Great Photos & Details!!!!

Penta Lam?


----------



## tjetsgrig (Nov 1, 2009)

That is based on the Faller design, the commutator is a dead giveaway. I've got a crapload of them.........
Measure the shaft diameter, it should be smaller then the Aurora.
Jim Sgrig


----------



## SouthLyonBen (Mar 14, 2012)

tjetsgrig said:


> That is based on the Faller design, the commutator is a dead giveaway. I've got a crapload of them.........
> Measure the shaft diameter, it should be smaller then the Aurora.
> Jim Sgrig


It is smaller, is there a 14 tooth pinion easily found that fits A faller arm and is the same gear pitch as Aurora? I didn't really pay close attention to the magnet fit in A car chassis other than "they do" I was more focused on the arm.


----------



## Ralphthe3rd (Feb 24, 2011)

*Doh !*

Update : For aesthetic reasons, I wanted to remove that Big Brass gear, so the Arm would display better along side my normal Aurora Armatures. Ok, I got good news, and bad news. The good news is, I was able to safely remove the gear using a friends gear puller- after I just cut down the long protruding shaft a little. Now for the bad news, while i was handling the arm, I accidentally musta gave it a slight twist, and Duh ! Since the commutator plate/disc is NOT secured with locking tabs as are the Aurora Arms, the comm plate/disc rotated and sheared off all the windings ! !$%^@$&!!! *
....on a positive note, it still displays nice 
So a word of advice, don't man handle these arms...coz the only thing holding the comm plate/disc in place, is just a little friction on the shaft itself


----------



## gomanvongo (Jun 12, 2010)

*lionel's got 'em too!*

I had a junked lionel engine here, so i decided to take a look inside.
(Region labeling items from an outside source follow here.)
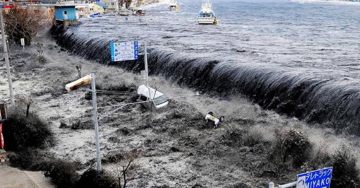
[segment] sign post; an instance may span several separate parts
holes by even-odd
[[[25,51],[25,40],[24,39],[24,38],[21,38],[20,41],[21,41],[21,46],[23,46],[23,51]]]
[[[330,188],[333,168],[329,167],[297,175],[296,188]]]
[[[297,180],[284,185],[269,183],[269,188],[330,188],[333,168],[329,167],[297,175]]]
[[[144,64],[145,64],[145,80],[146,85],[149,84],[149,71],[148,70],[148,51],[146,49],[146,43],[144,43]]]
[[[113,43],[111,47],[111,61],[120,61],[139,59],[139,47],[137,41]]]
[[[93,90],[93,115],[94,124],[95,126],[95,143],[96,144],[96,169],[98,172],[101,172],[101,159],[100,158],[100,144],[99,143],[99,122],[98,120],[98,107],[96,102],[96,88],[95,87],[95,75],[91,74],[91,90]]]
[[[120,61],[139,59],[139,44],[137,41],[111,43],[111,61]],[[149,83],[148,70],[148,52],[146,43],[144,42],[144,64],[145,65],[145,80]]]

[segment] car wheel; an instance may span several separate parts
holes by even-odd
[[[225,120],[225,117],[224,116],[221,116],[220,117],[220,121],[223,122]]]

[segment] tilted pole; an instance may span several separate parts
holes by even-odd
[[[3,4],[3,6],[4,6]],[[9,65],[9,55],[8,54],[8,48],[6,46],[6,39],[5,38],[5,31],[4,29],[4,22],[3,21],[3,11],[0,10],[0,25],[1,25],[1,36],[3,39],[3,46],[4,46],[4,55],[5,58],[5,65],[6,65],[6,73],[8,75],[8,81],[9,82],[9,91],[10,92],[10,99],[11,105],[14,105],[14,92],[12,90],[12,80],[11,74],[10,73],[10,65]]]
[[[144,42],[144,64],[145,64],[145,80],[146,85],[149,85],[149,72],[148,70],[148,52],[146,49],[146,42]]]
[[[96,144],[96,169],[98,172],[101,172],[101,159],[100,157],[100,144],[99,143],[99,122],[98,122],[98,107],[96,102],[96,87],[95,87],[95,75],[91,74],[91,89],[93,90],[93,114],[94,124],[95,126],[95,142]]]

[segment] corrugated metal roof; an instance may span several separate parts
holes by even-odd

Again- a pancake motor, but these magnets seem to fit really well in a t jet chassis. Similar 5 stack set-up (quintalam? pentalam?) but different comm plate (more brassy like the aurora stuff - not silver). I'll get some pics tonight, and do some closer inspection/figgerin'.

john


----------



## XracerHO (Feb 6, 2008)

Very interesting idea SouthLB & great shop story presentation Ralph3! This is why HT is so great so much creativity! ..RL


----------



## SouthLyonBen (Mar 14, 2012)

Ralphthe3rd said:


> Update : For aesthetic reasons, I wanted to remove that Big Brass gear, so the Arm would display better along side my normal Aurora Armatures. Ok, I got good news, and bad news. The good news is, I was able to safely remove the gear using a friends gear puller- after I just cut down the long protruding shaft a little. Now for the bad news, while i was handling the arm, I accidentally musta gave it a slight twist, and Duh ! Since the commutator plate/disc is NOT secured with locking tabs as are the Aurora Arms, the comm plate/disc rotated and sheared off all the windings ! !$%^@$&!!! *
> ....on a positive note, it still displays nice
> So a word of advice, don't man handle these arms...coz the only thing holding the comm plate/disc in place, is just a little friction on the shaft itself


The only puller I have is an RTHO one meant for Pinion and Cluster gears on Auroras and the Diameter of this gear is what's been the obstacle, I guess I should have elaborated that I meant "I can't get the gear off and not ruin other stuff"  I haven't had real time to mess with it though as me and the missus have been busy. And a question for Gomanvongo: Was it a Lionel HO or a Lionel 027 that had the arm in question? I still have my 027s from when I was a kid, I could imagine I'd kick myself later for ripping them apart.


----------



## gomanvongo (Jun 12, 2010)

SouthLyonBen, it was a ho locomotive. I can't find the camera (my lovely wife had it last - who knows where it'll turn up) but when I do I'll post some pics. The setup looked much like the one in pics posted by you and Ralph, but it's slightly different in physical makeup. the magnets fit nicely into a tjet, although the arm's shaft may be a tiny bit smaller (not sure - no micrometer, and poor eyesight!). As I said, the plate is brass, although it is more dissimilar to the aurora arm than I'd originally thought. it does fit nicely in between the mags in a chassis though!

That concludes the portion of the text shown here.